Chancellor Bouchard’s Post-Trial Decision

Following a five-day trial in December 2019 and extensive post-trial briefing, Chancellor Bouchard on February 15 issued his post-trial decision finding that the defendants were entitled to judgment in their favor.

First, the Court agreed with Plaintiff that the Board breached the implied covenants in the safe harbor provisions of the Master LP Agreement as a result of the non-qualified member serving on the conflicts committee.  The Court observed that the safe harbor provision is “reasonably read by unitholders to imply a condition that a Committee has been established whose members genuinely qualified as unaffiliated.”  Chancellor Bouchard found that the same conduct breached the implied duties of a second safe harbor provision related to majority approval of unitholders.

Having breached the implied covenants in the safe harbor provisions of the Master LP Agreement, the Court found that judicial review of the fairness of the merger was required, and that the defendants bore the burden of proving that the merger was fair and reasonable.  Upon an exhaustive review of the facts and circumstances surrounding the merger, however, Chancellor Bouchard determined that the Board satisfied its burden, defeating Plaintiff’s claims.

Chancellor Bouchard’s thorough fairness analysis hinged in large part upon a complete rejection of Plaintiff’s damages calculation.  Chancellor Bouchard determined Plaintiff’s calculation was entirely unreliable because of the apples-to-oranges nature of the calculation:

[T]he damages evidence presented at trial confirms the fairness of the Merger consideration.
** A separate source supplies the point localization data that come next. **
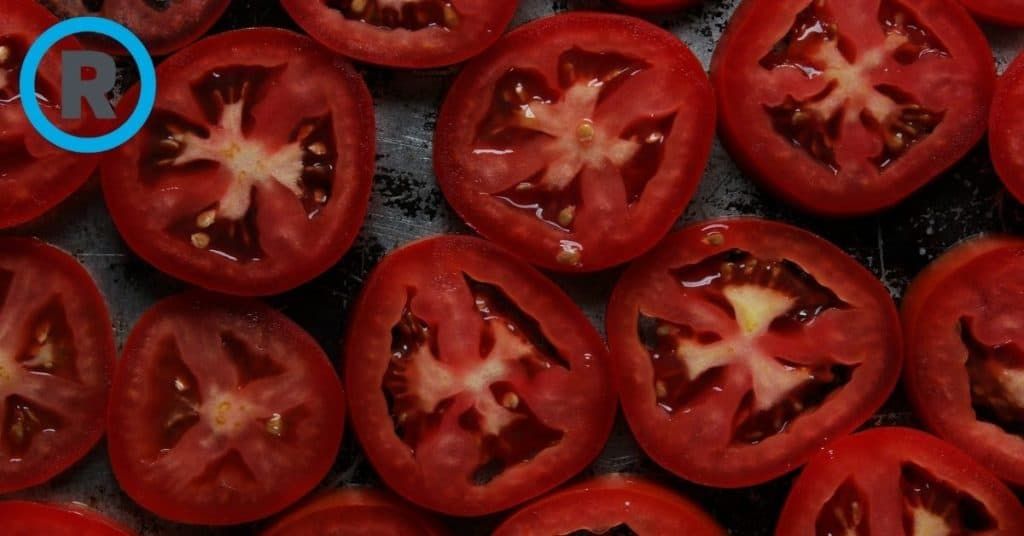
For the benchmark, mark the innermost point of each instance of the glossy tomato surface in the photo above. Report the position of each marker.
(964, 346)
(35, 175)
(415, 34)
(741, 345)
(898, 482)
(845, 108)
(56, 359)
(162, 26)
(474, 382)
(33, 519)
(577, 140)
(610, 504)
(253, 173)
(356, 512)
(222, 411)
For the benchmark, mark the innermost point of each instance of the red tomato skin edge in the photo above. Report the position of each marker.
(356, 497)
(91, 293)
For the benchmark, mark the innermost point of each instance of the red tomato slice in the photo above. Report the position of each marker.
(356, 512)
(965, 347)
(610, 504)
(253, 174)
(414, 34)
(35, 176)
(222, 411)
(163, 26)
(56, 359)
(33, 519)
(845, 108)
(897, 482)
(577, 140)
(741, 345)
(475, 382)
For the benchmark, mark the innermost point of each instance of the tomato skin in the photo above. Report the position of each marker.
(607, 501)
(744, 89)
(871, 458)
(353, 511)
(689, 443)
(41, 265)
(401, 48)
(617, 229)
(32, 519)
(580, 403)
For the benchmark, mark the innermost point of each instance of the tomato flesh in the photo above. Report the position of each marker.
(475, 383)
(897, 482)
(56, 358)
(741, 345)
(222, 411)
In analyzing the “give-get” of the Merger, Plaintiff’s expert could only demonstrate damages by relying on an illogical apples-to-oranges comparison of Regency’s DDM value to the market price of ETP’s units. Any comparison of DDM-to-DDM or market-to-market yielded no damages.
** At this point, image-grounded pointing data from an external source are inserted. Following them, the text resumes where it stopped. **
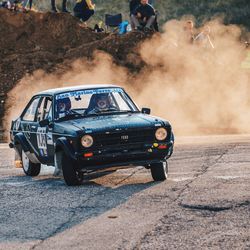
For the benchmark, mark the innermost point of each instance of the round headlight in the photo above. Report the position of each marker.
(161, 134)
(87, 141)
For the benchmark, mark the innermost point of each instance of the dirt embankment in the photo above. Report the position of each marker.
(47, 41)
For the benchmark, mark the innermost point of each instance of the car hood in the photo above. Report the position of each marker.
(114, 122)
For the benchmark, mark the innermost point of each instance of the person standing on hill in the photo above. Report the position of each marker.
(84, 9)
(64, 6)
(133, 4)
(144, 16)
(25, 2)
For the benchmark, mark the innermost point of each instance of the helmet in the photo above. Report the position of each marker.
(63, 105)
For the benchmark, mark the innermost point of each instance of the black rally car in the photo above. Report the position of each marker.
(89, 128)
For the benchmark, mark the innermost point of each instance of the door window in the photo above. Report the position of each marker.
(30, 112)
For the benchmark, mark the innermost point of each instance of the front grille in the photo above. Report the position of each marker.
(138, 136)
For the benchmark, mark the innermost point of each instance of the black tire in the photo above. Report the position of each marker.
(159, 171)
(30, 168)
(71, 176)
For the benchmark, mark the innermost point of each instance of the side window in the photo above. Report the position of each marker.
(48, 109)
(44, 109)
(30, 113)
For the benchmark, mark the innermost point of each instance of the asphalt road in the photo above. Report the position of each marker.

The Court dismissed Plaintiff’s assertion that ETE’s incentive to favor ETP resulted in “valuation overhang” over Regency.  In fact, said the Court, Regency had grown at a faster rate than ETP during the three-year period preceding the merger.  If the market was cool to Regency’s common units as a result of ETE’s control, as Plaintiff contended, it would have been equally cool to ETP; any “valuation overhang” affected both sides of the equation, and it was not cause to use different valuation methods.
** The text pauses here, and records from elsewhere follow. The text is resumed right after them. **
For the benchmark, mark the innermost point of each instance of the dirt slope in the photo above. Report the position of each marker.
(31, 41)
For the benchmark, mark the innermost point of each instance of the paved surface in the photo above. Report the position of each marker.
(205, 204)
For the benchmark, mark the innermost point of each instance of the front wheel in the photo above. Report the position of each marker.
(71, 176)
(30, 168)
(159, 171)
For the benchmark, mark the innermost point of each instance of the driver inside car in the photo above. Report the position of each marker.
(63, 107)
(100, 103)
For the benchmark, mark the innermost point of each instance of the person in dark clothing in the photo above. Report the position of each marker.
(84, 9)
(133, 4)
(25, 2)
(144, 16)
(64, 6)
Chancellor Bouchard seemed most swayed by Defendants’ expert, who testified that any apples-to-apples comparison of the give/get—either DDM-to-DDM or market-to-market—resulted in no damages.  He also leaned heavily on past Chancery court decisions rejecting similar apples-to-oranges comparisons of corporate valuations.  For instance, in Citron v E.I. Du Pont de Nemours & Co., 584 A2d 490, 509 [Del Ch 1990], the Court rejected a valuation analysis that compared adjusted book value to market price as “akin to comparing apples to oranges.”  Likewise, in Emerald Partners v Berlin, 2003 WL 21003437, at *36 [Del Ch Apr. 28, 2003], a comparison of undiscounted going concern value to discounted going concern value was “flawed because it compared apples to oranges.”

Closing Thoughts

For limited partners, Dieckman giveth and taketh away.  On the one hand, its enforcement of the implied covenant of good faith and fair dealing in a partnership agreement provides a foothold for limited partners to bring claims against the general partner for actions that violate the spirit of the agreement, if not the letter.  On the other hand, Dieckman highlights the difficulty limited partners face in proving that any board action, particularly a board action taken in good faith, caused recoverable damages.

More broadly, Chancellor Bouchard’s rebuke of Plaintiff’s proofs on damages serves as a sharp reminder to business appraisers and advocates at all levels: If man’s first sin was eating the apple, a business valuator’s greatest sin is mixing apples and oranges.  A calculation that is inconsistent in its valuation methodologies is likely to face close if not fatal scrutiny.